HydraX Performance and Threading

gacamp

01-12-2013 22:43:07

I've been looking at improving the performance of HydraX.
I've basically taken these steps:-
1) Start with the community hydrax project:
viewtopic.php?f=20&t=29704
2) Add the available performance fixes:
viewtopic.php?f=20&t=13510
3) Thread the calculation performed in the projected grid module:
viewtopic.php?f=20&t=11691
4) Optimize loops where possible

These changes have given mixed improvements (these figures are using the default settings with non-GPU processing on a relatively fast CPU/GPU) :-
102 FPS baseline with none of the above changes made.
987 FPS when camera is static
175 FPS when camera is moving

As the above figures show the performance gain for a static (non-moving camera) is considerable (9x). However when the camera is moving the frame rate drops (1.7x). This is due to how much recalculation of the projected grid is required when the camera moves.

I may be able to increase this frame rate a little by using camera listeners to start the recalculation as soon as the frame starts rather than when Hydrax gets notified. However, I am wondering if there is a reasonable way of altering the projected grid algorithm for camera movement (adding skirts perhaps). Or if the best approach is actually to write a less efficient but easier to thread geo-mipmap module for Hydrax.

Any thoughts/musings welcome...

c6burns

10-12-2013 19:53:17

Hi there, it's so seldom I check these forums but I noticed this post just now.

Personally, I don't think there is much of a gain to be made threading out the calculation of the projected grid. Since the grid relies on the camera position/orientation, you need the calculations to be in lockstep with rendering or else you run the risk of rendering a frame with the grid out of alignment.

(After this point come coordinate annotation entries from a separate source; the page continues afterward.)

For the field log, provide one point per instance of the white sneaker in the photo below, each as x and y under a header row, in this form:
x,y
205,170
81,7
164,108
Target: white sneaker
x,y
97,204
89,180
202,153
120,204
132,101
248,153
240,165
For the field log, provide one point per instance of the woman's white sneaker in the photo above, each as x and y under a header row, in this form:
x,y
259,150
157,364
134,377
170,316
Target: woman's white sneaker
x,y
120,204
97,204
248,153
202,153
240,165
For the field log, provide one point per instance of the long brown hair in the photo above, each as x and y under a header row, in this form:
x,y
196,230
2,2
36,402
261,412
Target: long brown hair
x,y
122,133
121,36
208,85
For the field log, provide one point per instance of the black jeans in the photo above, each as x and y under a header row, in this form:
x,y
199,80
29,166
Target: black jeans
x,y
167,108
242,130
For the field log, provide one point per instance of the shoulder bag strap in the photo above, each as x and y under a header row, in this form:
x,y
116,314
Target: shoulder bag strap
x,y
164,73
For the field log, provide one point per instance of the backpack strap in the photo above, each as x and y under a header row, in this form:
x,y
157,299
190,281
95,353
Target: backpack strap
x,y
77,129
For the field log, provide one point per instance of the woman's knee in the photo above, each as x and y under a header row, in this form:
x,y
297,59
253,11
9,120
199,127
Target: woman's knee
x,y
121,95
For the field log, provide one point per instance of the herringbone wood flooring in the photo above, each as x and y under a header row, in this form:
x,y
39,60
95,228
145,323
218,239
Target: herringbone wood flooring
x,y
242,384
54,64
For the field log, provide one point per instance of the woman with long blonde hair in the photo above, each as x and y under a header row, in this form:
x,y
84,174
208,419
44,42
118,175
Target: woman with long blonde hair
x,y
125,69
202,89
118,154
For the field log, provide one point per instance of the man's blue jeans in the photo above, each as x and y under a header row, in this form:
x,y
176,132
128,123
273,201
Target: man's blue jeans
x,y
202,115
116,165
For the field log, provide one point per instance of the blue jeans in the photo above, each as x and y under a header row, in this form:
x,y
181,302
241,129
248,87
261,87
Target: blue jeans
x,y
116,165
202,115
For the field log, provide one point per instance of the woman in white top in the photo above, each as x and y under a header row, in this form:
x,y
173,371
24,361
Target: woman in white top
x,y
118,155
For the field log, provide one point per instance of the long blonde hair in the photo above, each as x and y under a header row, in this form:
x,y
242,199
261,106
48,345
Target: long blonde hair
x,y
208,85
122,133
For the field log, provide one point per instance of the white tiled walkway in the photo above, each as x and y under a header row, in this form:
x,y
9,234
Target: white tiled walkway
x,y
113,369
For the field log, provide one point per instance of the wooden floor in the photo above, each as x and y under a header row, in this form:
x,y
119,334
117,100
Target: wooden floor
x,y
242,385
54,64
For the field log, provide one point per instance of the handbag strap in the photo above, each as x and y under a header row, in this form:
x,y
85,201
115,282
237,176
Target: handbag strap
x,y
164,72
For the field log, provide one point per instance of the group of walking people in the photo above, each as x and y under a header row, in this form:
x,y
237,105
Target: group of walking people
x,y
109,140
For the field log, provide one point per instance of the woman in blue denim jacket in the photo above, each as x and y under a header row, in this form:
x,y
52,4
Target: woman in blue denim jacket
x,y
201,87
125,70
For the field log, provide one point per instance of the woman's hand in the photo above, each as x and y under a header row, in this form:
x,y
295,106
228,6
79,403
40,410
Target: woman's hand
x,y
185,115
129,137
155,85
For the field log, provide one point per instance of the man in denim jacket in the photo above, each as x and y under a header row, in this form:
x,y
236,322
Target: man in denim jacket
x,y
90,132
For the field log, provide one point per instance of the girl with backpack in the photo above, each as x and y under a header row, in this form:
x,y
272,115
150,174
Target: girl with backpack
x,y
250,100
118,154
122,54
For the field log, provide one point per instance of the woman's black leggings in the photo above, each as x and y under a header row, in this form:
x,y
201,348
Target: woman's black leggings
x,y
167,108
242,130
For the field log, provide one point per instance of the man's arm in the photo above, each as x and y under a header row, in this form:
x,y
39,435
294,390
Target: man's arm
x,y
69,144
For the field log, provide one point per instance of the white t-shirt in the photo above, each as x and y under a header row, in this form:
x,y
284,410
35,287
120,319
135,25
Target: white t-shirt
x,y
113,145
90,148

So in the end, the rendering thread would have to wait for the grid calculation thread results ... so yeah you could make a bit of gain depending on how much else you are doing with the rendering thread between frames, but it's not going to be too much in my opinion. Skirting as you mention sounds like a promising solution to that, since you could then eliminate the requirement of the render thread waiting for the grid thread and (in most cases) the grid will be aligned enough. There would always be the case where the camera orientation/position changes so drastically the skirt doesn't cover it, but I imagine you could develop skirting that covered most cases.

Of course, just updating the noise in a thread is an excellent gain and I have done so in my own projects.

c6burns

18-01-2014 02:16:34

Personally, I don't think there is much of a gain to be made threading out the calculation of the projected grid.
I completely changed my mind about this, in case anyone actually reads these threads haha. I had been using hydrax with low mesh complexities on devices without much threading potential. If you had large complexity meshes you definitely could benefit even from synchronous threading and splitting up the task of generating the projected grid (eg using a thread barrier).